新型コロナウイルス検査の行方

横浜医工連携推進コーディネーター
森尾 康二

2020年3月27日(金)

昨年末に始まった新型コロナウイルス感染症は2月を跨いで3月に入っても世界的な規模で拡大を続けている。我が国では中国武漢からの帰国者とクルーズ船「ダイヤモンド・プリンセス号」の乗客乗員の中での感染拡大とその後のクラスター(小規模な患者の集団)を中心とした国内感染の行方に注目が集まっている。この中で新型コロナウイルスの検査について厚生労働省と国民との意識の違いが浮き彫りになってきていた。ここに至ってようやく、検査のあり方についてコンセンサスが取れる様になってきている。

今回の新型コロナウイルス感染をインフルエンザウイルス感染に準えて捉えてきたきらいがある。ところがウイルスの性格が十分に理解されているインフルエンザウイルスと比べて新型コロナウイルスの性格は依然として未知のままで、専門家としてもどの様に処してゆけば良いものか対応に苦慮している。

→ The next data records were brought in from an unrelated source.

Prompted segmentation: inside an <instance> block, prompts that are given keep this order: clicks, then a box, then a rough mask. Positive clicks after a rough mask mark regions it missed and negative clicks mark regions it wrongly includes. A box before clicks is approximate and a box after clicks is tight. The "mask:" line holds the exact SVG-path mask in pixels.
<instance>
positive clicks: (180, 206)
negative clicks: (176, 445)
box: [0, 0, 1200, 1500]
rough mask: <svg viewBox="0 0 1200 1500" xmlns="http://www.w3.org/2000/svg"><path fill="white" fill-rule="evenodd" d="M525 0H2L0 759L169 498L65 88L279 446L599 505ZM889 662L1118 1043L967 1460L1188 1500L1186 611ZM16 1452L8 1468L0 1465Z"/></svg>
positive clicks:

感染の不安を抱いている多くの国民から見ればインフルエンザの如く簡便に白黒が付く簡易検査キットがあればと考えるはずだ。しかし新型コロナウイルスの検査において最も信頼が置かれていて一般的に使われているPCR検査は結果が出るまでに6時間もかかってしまう。PCR検査の代替となる検査方法が提案されているが、未だ医学的な信頼を得ていない。いち早く臨床の場で使用されて成果を出すことが期待されている。

<PCR法>
ウイルスの遺伝子を酵素の働きと温度を上げ下げする事で増幅させ、増えた遺伝子を染色し目で確認して陽性・陰性を判断する。ロシュ、キアゲン等は既に装置・試薬を商品として持っている。今後の開発に名乗りを挙げているのは杏林製薬、東ソー、島津、日水製薬等。
<イムノクロマトグラフィー法>
血液中の抗原と標識抗体が反応してできる複合体が膜上を移動して別の抗体と結合して発色する。デンカ生研、富士レビオ、関東化学、クラボウが開発中。
<LAMP法>
栄研化学が独自に開発した遺伝子増幅法。キヤノンメディカルシステムズも開発中。
<SmartAmp(スマートアンプ)法>
神奈川県衛生研究所と理化学研究所が開発中。
<発光物質+磁気微粒子法>
産業技術総合研究所とコニカミノルタで開発中。
<肺CT画像のAI診断>
ノーリツ鋼機グループのドクターネット社が北京のインファービジョンと提携して日本に導入。

※3月14日時点の情報によるものです。

こうした中、これからの検査方法は大きく二つに分けて進んでゆくものと思われる。

検査を含む医療体制に対して一定の信頼が醸成されるころ、感染の流れも終息に向かうものと期待したい。